The Song of the Volsungs

After the Beowulf readalong, I went on quite the Anglo-Saxon/early medieval kick.  Beowulf mentioned Sigurd, so I wanted to read his story.  I read some little texts from the British Museum about the Lewis Chessmen and the Sutton Hoo helmet; those were great. Then I started the Venerable Bede's Ecclesiastical History, but I'm not finished with that yet; still about 100 pages to go there.  Anyway, for Sigurd's story I picked up this fancy new Penguin edition, featuring the 1990 translation by Jesse L. Byock.

The saga traces the history of the Volsung clan, starting with Sigi and going down through lots of murders and power struggles and incest (!) and people murdering their own children (!) until we get to Sigurd, who kills the dragon Fafnir.  Fafnir has not always been a dragon; he is the brother of Regin and was once human.  Regin gets Sigurd to agree to kill Fafnir by promising him the dragon's massive hoard of gold.

This was a detail I really liked; the poet had a nicely realistic idea of what constituted a massive hoard of gold:
There Sigurd found an enormous store of gold, as well as the sword Hrotti.  He took from there the helm of terror, the golden coat of chain mail, and many other precious things.  He found so much gold that he expected it to be more than two or even three horses could carry.  He took all the gold and put it into two large chests...
I think movies have really distorted our ideas about treasure caves, hm?
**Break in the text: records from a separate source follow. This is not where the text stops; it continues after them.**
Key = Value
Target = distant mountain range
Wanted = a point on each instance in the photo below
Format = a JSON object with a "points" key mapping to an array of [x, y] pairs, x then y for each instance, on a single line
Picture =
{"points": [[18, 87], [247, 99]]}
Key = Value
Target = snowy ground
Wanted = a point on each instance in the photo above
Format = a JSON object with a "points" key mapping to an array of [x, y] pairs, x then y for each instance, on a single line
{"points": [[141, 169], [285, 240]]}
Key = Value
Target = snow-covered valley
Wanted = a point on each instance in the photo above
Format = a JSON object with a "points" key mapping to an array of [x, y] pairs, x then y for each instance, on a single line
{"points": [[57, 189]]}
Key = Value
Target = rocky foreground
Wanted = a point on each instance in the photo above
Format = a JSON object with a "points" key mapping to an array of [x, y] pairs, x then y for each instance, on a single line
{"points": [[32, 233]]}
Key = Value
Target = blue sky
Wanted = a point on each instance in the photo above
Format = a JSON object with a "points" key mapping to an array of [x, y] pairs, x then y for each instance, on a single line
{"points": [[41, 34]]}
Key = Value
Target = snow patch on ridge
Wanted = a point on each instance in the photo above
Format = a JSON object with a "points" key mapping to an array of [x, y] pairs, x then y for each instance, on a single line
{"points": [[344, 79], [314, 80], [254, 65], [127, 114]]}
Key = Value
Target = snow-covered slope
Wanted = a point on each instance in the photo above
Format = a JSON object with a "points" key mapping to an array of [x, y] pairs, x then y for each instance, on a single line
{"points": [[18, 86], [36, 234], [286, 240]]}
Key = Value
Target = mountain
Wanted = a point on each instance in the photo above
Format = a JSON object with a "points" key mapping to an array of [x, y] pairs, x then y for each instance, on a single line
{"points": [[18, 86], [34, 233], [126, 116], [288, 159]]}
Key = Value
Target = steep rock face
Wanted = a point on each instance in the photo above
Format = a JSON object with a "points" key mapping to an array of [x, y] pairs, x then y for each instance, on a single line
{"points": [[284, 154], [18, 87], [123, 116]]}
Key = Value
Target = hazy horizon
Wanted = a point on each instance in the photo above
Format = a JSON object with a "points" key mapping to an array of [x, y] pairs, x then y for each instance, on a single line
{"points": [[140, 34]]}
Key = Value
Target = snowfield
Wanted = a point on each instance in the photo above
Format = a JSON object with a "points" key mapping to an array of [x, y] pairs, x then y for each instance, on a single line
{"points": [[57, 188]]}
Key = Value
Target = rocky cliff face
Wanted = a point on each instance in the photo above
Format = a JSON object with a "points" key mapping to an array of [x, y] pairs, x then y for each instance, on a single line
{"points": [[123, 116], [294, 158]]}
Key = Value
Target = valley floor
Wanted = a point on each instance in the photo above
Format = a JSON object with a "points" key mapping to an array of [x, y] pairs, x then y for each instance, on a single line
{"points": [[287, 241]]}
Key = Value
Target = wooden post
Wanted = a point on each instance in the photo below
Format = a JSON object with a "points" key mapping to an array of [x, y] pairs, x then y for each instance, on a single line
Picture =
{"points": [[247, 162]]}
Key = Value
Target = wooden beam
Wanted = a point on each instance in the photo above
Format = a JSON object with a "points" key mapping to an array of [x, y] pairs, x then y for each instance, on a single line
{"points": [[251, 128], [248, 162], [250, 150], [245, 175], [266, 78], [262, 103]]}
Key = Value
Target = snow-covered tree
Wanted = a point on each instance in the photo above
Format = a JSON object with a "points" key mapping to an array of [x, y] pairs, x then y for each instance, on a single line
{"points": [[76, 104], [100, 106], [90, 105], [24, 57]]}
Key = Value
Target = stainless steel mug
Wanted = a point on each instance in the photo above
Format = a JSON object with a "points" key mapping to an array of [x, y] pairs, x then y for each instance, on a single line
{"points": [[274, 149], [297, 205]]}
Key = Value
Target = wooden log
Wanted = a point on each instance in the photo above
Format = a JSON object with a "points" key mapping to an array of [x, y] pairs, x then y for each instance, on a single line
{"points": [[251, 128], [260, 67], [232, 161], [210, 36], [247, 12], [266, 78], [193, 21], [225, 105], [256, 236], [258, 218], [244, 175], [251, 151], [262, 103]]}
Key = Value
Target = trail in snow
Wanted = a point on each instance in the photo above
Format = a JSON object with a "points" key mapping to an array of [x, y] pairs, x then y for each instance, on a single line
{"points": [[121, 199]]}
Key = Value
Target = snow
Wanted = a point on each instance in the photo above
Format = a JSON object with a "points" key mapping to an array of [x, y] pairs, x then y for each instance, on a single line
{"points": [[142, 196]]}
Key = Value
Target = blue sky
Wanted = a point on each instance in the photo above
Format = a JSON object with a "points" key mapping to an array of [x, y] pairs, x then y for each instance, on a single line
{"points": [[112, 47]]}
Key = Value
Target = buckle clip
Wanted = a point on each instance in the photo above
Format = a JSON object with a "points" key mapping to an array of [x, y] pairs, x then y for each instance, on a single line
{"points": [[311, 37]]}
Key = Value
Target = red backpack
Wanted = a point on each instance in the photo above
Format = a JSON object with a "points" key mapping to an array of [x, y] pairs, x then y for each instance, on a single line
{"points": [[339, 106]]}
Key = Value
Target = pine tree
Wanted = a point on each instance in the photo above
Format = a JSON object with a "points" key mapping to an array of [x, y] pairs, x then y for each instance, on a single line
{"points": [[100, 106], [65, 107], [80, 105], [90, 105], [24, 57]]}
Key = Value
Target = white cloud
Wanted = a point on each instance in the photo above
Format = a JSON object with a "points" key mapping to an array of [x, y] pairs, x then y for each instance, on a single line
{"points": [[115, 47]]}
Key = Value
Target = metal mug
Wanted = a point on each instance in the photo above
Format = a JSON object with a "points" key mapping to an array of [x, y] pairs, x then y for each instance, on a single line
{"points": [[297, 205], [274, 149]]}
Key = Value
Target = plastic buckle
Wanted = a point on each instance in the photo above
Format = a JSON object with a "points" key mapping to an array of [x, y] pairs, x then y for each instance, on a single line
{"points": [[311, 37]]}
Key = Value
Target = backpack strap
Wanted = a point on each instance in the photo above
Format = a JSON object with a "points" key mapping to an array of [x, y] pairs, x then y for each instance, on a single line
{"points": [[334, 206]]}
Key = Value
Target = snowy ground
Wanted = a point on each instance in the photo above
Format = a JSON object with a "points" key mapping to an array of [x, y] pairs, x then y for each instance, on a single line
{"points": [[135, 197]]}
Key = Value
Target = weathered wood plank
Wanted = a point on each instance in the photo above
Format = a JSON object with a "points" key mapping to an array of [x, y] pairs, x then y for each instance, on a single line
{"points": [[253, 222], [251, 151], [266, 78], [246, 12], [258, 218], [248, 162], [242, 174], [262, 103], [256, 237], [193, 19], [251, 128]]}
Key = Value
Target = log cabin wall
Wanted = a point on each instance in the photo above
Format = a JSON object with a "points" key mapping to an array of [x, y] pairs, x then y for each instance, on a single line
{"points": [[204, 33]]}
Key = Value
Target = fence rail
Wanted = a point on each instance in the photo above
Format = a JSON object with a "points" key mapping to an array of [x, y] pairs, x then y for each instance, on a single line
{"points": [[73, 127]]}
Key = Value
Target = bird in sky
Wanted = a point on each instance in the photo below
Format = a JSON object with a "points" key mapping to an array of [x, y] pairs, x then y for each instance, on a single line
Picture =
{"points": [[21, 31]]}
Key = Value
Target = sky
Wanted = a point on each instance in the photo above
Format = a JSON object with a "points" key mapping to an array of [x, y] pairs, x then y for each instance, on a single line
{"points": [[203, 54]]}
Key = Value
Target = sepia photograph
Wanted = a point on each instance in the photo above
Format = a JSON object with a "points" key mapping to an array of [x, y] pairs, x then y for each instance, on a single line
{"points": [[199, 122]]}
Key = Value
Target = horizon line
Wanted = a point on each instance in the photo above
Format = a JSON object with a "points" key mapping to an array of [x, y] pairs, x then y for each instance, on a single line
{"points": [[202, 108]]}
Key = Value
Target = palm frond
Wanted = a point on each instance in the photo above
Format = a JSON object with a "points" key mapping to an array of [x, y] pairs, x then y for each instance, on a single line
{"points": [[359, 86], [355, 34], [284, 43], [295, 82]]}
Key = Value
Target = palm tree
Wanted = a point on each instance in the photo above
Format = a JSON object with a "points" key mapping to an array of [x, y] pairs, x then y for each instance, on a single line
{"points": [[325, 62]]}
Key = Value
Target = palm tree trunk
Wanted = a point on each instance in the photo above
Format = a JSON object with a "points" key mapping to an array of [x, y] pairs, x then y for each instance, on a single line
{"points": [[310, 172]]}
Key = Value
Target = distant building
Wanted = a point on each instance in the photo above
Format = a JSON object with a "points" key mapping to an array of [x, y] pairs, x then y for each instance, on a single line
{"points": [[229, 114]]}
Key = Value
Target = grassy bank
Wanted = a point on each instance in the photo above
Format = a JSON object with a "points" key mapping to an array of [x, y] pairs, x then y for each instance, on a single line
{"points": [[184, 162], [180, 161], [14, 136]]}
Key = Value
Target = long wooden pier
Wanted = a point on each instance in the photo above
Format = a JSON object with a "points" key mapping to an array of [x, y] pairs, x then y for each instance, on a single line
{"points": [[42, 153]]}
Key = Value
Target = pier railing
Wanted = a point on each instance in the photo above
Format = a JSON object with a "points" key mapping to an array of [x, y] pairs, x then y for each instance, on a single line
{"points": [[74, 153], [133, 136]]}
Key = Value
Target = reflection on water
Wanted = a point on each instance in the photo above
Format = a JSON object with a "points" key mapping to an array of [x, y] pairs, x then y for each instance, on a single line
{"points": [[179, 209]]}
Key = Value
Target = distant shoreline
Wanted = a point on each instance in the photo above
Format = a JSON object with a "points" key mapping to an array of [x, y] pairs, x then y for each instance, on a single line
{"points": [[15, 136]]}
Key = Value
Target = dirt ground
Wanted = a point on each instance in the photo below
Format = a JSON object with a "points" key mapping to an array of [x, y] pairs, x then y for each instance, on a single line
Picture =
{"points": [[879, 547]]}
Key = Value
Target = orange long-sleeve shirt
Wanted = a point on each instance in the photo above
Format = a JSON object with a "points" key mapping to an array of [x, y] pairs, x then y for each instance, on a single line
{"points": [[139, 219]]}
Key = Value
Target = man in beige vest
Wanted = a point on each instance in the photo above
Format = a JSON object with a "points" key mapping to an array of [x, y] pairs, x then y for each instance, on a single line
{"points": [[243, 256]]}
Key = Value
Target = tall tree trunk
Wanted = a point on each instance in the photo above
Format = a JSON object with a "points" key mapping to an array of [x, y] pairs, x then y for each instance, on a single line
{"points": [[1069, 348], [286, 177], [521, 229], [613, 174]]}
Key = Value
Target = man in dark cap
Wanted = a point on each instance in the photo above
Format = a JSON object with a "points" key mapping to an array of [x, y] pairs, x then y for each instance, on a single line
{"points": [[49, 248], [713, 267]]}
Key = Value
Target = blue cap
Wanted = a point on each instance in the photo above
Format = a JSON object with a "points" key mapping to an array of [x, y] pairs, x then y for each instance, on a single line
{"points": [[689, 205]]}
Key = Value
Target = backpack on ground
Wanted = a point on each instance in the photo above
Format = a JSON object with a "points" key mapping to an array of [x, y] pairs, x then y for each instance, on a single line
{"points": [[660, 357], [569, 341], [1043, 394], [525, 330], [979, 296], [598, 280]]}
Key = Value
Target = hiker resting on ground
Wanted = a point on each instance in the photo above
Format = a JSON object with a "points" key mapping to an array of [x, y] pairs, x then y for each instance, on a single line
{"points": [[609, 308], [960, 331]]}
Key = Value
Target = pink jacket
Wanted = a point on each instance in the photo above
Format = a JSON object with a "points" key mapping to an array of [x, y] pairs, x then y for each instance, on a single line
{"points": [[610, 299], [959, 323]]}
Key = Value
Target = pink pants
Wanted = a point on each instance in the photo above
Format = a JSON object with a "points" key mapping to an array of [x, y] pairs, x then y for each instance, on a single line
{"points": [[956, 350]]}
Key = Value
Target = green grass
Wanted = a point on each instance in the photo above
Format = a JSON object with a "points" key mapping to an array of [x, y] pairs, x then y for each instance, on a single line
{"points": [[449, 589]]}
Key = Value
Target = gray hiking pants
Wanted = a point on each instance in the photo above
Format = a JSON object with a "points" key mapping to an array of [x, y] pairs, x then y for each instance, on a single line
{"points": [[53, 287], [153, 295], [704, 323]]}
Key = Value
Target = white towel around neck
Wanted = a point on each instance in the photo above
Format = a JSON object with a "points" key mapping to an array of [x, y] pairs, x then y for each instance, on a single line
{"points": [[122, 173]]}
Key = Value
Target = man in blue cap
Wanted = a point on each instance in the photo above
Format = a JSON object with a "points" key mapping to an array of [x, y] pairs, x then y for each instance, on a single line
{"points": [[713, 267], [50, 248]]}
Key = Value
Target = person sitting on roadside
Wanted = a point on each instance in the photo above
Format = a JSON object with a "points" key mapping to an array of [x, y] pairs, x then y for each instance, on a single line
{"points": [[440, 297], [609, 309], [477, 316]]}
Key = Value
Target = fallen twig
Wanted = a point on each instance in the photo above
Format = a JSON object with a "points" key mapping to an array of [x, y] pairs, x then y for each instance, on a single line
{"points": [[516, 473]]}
After this, Sigurd meets Brynhild, a warrior maiden who he promises to marry.  But things get complicated; Sigurd marries Gudrun after she gives him a potion that makes him forget Brynhild, and after that everything just goes tragically wrong.  Although, interestingly, Attila the Hun shows up as King Atli Buðlason.

Great stuff.  I should find some more Icelandic sagas to read.